I'm trying to create relationships between two groups of nodes. The first group is Listing and it has 10 million nodes, each of which is supposed to be connected to a unique Picture node. There are 50 million Pictures nodes (5 pictures for each listing).
First I loaded listings csv and created the 10 million Listing nodes. Then I wrapped my next query around in 'apoc.periodic.iterate.' As it loads csv to create the picture nodes, it finds the listing node that it should be connected to and creates that relationship. The heap memory runs out after 30k relationships are created with a batch size of 10k.
Any help would be much appreciated. I'm super new to neo4j and would love to learn anything I can!

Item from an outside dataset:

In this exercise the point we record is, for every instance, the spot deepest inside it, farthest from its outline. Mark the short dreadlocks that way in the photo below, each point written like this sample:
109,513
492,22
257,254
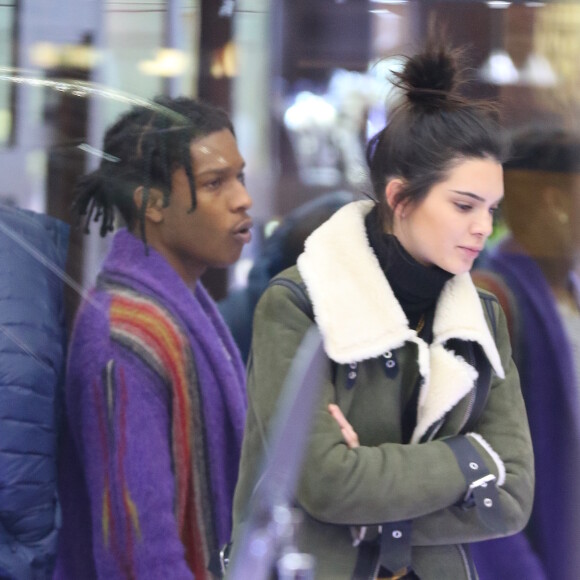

My query to load listings and create Listing nodes

CALL apoc.periodic.iterate("
CALL apoc.load.csv('file:///listings.csv',{
  mapping:{
    id: {type:'int'},
    beds: {type:'int'},
    price: {type: 'int'},
    score: {type: 'float'},
    reviews: {type: 'int'}
  }
}) YIELD map as row return row
","
CREATE (l:Listing) SET l = row
", {batchSize:10000, iterateList:true, parallel:true});

My query to load pictures csv, create Picture nodes, and create relationships between Picture nodes and Listing nodes:

CALL apoc.periodic.iterate("
  CALL apoc.load.csv('file:///pictures.csv',{
    mapping:{
      id: {type:'int'},
      listing: {type:'int'}
    }
  }) YIELD map as row RETURN row
"," 
  CREATE (p:Picture) SET p = row
  WITH p
  MATCH (l:Listing)
  WHERE p.listing = l.id
  CREATE (p)-[:PICTURE_OF]->(l)
", {batchSize:10000, parallel:true, iterateList:true});

Hi , welcome to community :slight_smile:. You can do a couple of things first

  1. You can try to increase the heap size In conf file
  2. Setting parallel parameter false

And create index on Listing (id) before running the second query for better performance.

Thank you! I increased the heap size to 8G and pagecashe to 8G (my laptop's RAM is 16G).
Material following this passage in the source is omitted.